While supporters of Zionism and Israeli leaders hailed Trump's decision, Palestinians and the international community condemned the U.S. President's declaration.
Despite U.S. threats, the United Nations General Assembly issued a stern rebuke to Trump's decision, with about two-thirds of the assembly voting in support of a resolution against the declaration last week. Only nine countries – including the U.S. and Israel – voted against the resolution.
The vote followed a rebuke from the U.N. Security Council last Monday, which saw all its members, except the U.S., vote in favor of a similar resolution. Despite the 14 to 1 vote, the U.S. has veto power on the council – along with France, Russia, China, and the United Kingdom – meaning the resolution did not pass.
While a resolution from the U.N. General Assembly holds less weight than one passed by the U.N. Security Council, last week's vote clearly demonstrates where the majority of the world stands when it comes to Palestine and Israel.

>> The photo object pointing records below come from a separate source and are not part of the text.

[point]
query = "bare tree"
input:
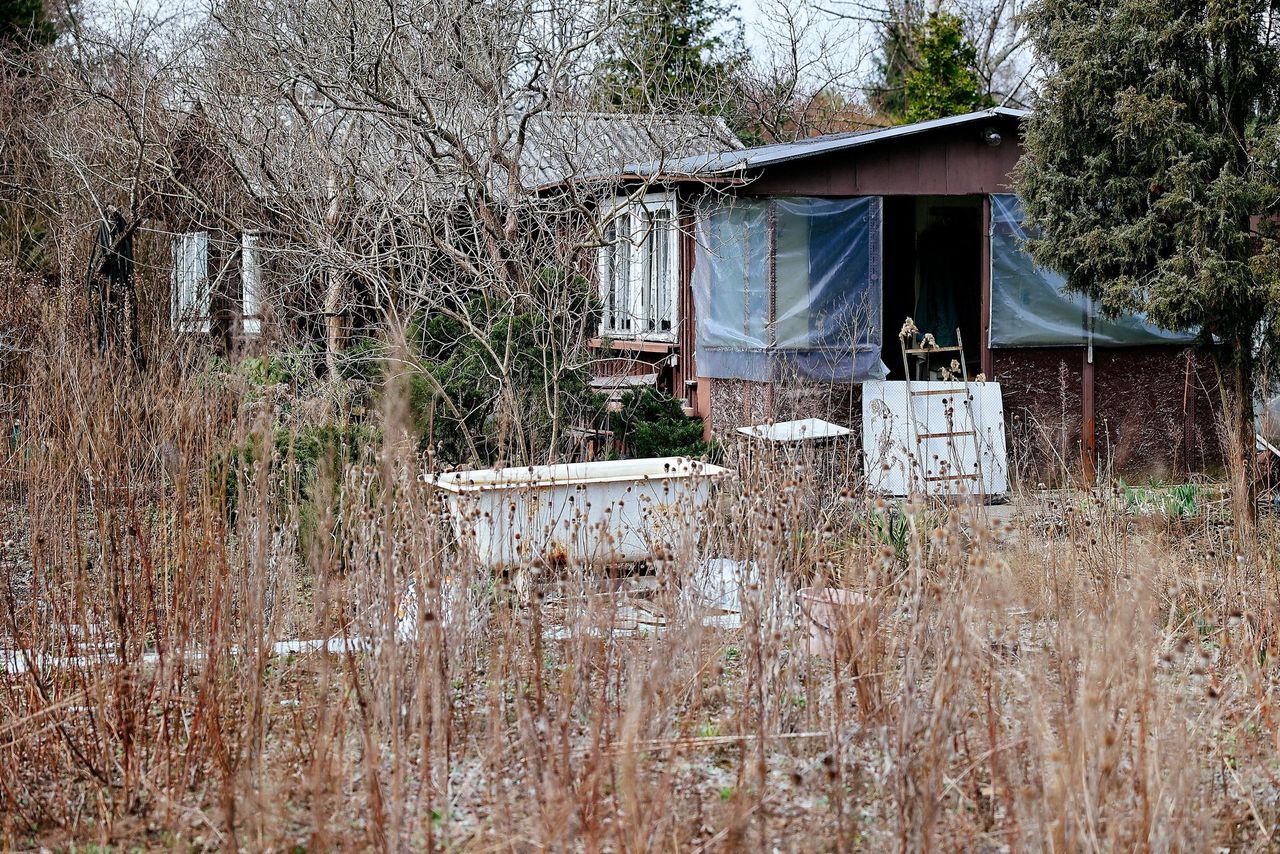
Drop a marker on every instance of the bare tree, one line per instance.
(804, 77)
(430, 165)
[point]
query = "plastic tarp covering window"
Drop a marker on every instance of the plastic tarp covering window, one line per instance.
(826, 309)
(1029, 306)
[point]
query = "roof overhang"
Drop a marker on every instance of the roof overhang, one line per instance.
(723, 164)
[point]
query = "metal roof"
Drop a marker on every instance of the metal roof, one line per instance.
(567, 146)
(720, 163)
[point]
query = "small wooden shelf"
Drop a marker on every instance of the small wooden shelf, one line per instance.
(926, 351)
(632, 345)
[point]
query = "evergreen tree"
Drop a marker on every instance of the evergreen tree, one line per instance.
(944, 81)
(927, 67)
(676, 55)
(1150, 158)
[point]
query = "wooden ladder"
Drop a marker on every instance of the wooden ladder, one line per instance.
(950, 433)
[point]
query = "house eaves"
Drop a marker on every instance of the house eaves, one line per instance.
(721, 164)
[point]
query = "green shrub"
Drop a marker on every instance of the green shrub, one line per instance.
(653, 424)
(306, 466)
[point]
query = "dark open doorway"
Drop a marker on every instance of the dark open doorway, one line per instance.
(932, 250)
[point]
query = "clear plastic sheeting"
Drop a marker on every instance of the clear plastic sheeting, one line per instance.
(731, 290)
(822, 318)
(1029, 306)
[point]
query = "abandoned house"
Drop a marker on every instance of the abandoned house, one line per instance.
(227, 281)
(795, 265)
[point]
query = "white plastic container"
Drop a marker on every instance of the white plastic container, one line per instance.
(599, 514)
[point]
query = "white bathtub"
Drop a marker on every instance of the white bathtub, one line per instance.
(608, 512)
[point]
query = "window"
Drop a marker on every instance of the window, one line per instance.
(638, 268)
(251, 284)
(191, 282)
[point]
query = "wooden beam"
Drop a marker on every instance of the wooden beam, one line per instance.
(1087, 435)
(984, 277)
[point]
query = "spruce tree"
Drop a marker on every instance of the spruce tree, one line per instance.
(944, 81)
(927, 67)
(676, 55)
(1151, 156)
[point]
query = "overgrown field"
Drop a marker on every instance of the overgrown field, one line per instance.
(1079, 674)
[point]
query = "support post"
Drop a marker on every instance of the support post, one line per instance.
(984, 306)
(1087, 419)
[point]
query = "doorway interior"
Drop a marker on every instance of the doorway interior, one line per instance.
(932, 260)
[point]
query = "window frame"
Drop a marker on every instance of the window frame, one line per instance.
(251, 283)
(190, 304)
(629, 272)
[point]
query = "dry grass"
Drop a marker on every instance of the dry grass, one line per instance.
(1074, 679)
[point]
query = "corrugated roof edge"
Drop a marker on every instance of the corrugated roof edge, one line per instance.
(718, 163)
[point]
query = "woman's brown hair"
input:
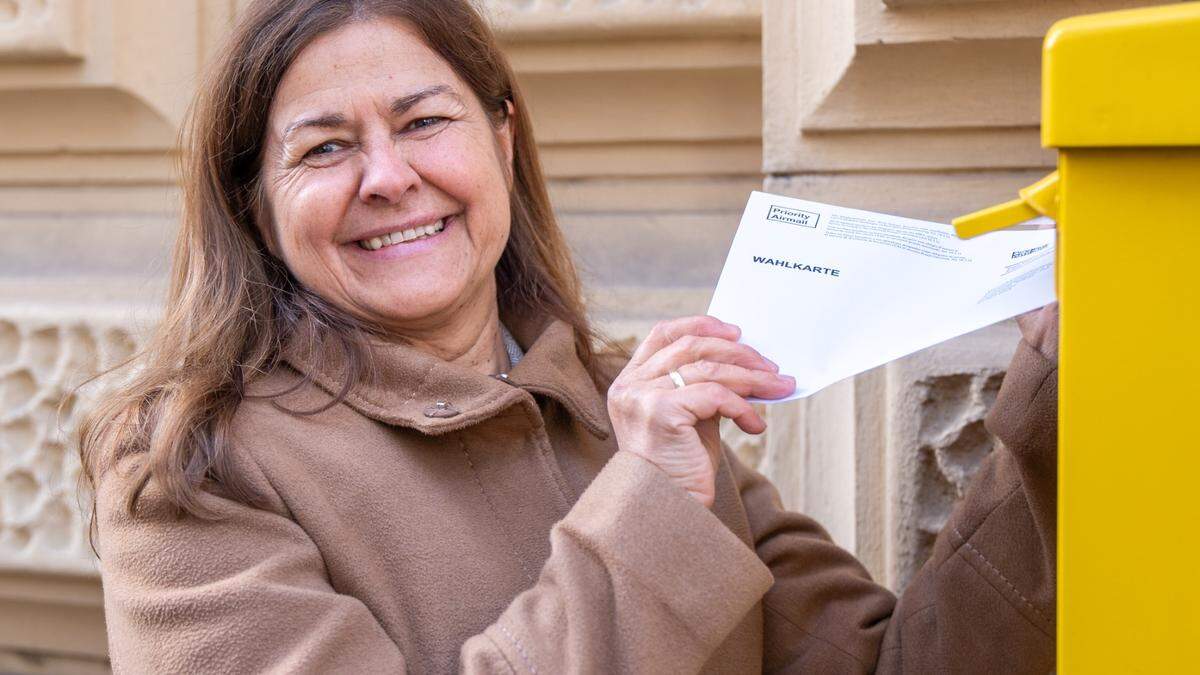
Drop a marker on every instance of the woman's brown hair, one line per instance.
(232, 305)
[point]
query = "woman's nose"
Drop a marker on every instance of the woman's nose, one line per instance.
(387, 175)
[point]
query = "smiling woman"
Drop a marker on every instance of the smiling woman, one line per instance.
(372, 434)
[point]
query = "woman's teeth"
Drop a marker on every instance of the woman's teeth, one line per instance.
(402, 236)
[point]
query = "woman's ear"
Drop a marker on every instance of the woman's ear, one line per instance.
(504, 138)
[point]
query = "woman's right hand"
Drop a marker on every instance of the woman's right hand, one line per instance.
(676, 429)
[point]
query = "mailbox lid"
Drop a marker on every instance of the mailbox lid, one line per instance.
(1127, 78)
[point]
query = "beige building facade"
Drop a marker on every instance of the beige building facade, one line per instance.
(655, 119)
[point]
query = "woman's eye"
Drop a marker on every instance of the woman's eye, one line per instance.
(324, 149)
(426, 123)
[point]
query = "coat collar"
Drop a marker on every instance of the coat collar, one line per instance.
(409, 384)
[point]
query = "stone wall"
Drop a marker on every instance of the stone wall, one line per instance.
(655, 118)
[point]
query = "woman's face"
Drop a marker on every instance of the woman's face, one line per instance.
(387, 183)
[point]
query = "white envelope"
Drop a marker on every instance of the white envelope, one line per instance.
(829, 292)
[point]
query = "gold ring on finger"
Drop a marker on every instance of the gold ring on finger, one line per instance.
(677, 378)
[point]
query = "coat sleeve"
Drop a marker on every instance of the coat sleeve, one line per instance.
(249, 592)
(985, 599)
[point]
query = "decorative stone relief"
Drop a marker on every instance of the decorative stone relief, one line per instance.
(952, 443)
(605, 16)
(41, 363)
(41, 30)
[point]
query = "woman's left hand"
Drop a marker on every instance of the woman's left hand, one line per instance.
(1039, 328)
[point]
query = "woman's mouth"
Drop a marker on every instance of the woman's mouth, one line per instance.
(402, 236)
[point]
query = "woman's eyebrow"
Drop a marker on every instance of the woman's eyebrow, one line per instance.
(331, 120)
(401, 106)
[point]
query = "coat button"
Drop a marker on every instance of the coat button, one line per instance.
(441, 410)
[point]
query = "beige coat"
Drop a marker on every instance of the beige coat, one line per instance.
(504, 532)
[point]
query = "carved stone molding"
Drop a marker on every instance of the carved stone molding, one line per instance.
(41, 30)
(924, 84)
(556, 18)
(42, 359)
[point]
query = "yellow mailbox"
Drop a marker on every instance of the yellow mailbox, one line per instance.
(1121, 102)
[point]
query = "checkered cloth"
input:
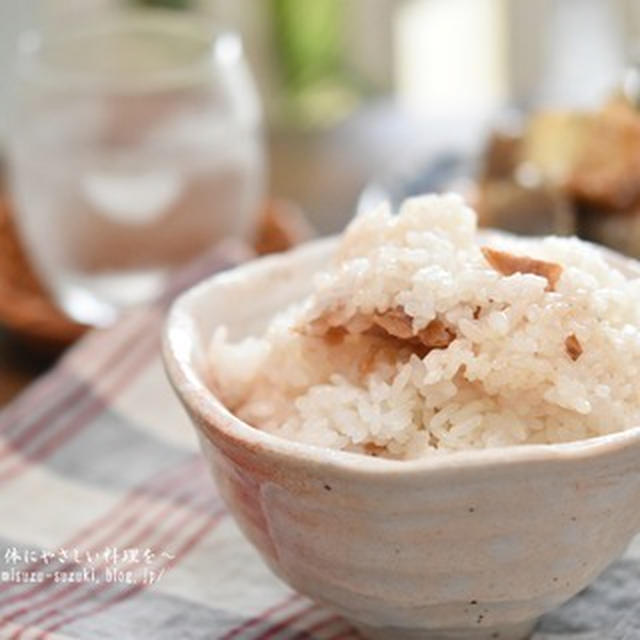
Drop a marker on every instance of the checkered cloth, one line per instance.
(111, 528)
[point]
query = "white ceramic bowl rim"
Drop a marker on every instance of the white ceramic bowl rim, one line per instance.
(179, 339)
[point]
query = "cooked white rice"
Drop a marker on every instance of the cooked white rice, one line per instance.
(506, 378)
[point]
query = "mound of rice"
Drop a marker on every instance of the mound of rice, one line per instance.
(418, 339)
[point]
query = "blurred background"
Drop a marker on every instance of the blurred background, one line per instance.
(351, 85)
(355, 100)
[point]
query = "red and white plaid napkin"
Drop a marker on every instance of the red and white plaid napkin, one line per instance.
(111, 528)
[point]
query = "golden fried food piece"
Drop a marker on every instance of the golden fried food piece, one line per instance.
(507, 264)
(554, 142)
(606, 174)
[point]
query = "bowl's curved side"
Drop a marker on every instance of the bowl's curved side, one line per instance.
(449, 548)
(466, 542)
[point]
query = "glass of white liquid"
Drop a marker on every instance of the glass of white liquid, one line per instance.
(135, 145)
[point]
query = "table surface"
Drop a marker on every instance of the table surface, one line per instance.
(322, 170)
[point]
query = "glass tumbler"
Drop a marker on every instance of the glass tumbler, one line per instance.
(135, 145)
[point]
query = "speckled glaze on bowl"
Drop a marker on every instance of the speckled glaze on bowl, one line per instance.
(473, 544)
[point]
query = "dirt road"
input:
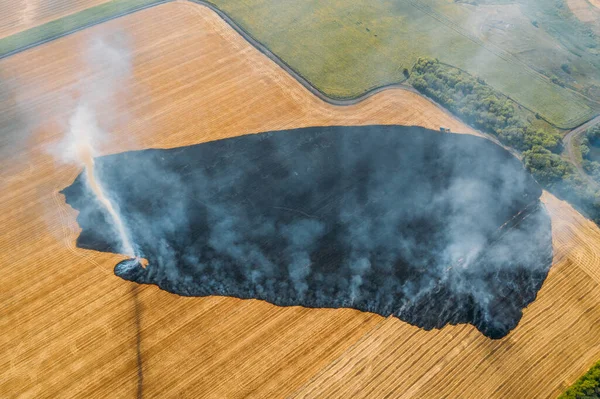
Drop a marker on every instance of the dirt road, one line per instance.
(570, 142)
(71, 327)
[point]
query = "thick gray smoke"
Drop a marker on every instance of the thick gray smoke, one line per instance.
(433, 228)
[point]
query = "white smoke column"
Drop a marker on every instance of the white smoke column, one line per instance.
(81, 124)
(108, 62)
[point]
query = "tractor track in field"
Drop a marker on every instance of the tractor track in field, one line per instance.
(568, 139)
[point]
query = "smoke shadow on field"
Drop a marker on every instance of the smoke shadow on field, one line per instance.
(433, 228)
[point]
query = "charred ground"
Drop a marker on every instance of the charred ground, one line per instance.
(432, 228)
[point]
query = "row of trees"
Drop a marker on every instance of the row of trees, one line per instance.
(480, 105)
(484, 108)
(587, 387)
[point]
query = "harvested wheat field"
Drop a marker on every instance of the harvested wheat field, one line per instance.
(71, 327)
(19, 15)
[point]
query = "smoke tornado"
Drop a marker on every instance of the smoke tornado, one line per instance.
(432, 228)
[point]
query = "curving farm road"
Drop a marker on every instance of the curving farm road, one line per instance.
(569, 142)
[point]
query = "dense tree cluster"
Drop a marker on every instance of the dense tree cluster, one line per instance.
(483, 107)
(587, 387)
(480, 105)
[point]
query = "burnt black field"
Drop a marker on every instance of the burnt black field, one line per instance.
(433, 228)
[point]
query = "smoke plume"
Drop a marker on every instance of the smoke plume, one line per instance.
(433, 228)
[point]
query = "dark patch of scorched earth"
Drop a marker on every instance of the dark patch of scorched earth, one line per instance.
(432, 228)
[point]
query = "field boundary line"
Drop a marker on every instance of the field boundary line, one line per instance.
(339, 101)
(80, 28)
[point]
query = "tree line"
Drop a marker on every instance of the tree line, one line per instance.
(481, 106)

The new train station is still just in the planning stage and would require an extension to Israel's soon-to-open high-speed rail line, according to CNBC. If the plan goes through, the line would extend to Jerusalem's Western Wall – a holy site for Jews.
Trump became the first sitting U.S. president to visit the iconic wall earlier this year.
Such an extension would draw significant backlash, however, as it would require tunneling below central Jerusalem and the politically and historically sensitive Old City.
Going ahead with the plan will likely draw outcry from the international community, which does not recognize Israeli sovereignty over East Jerusalem.
Israeli Transportation Ministry spokesman Avner Ovadia said the extension would cost an estimated $700 million and would take about four years to complete.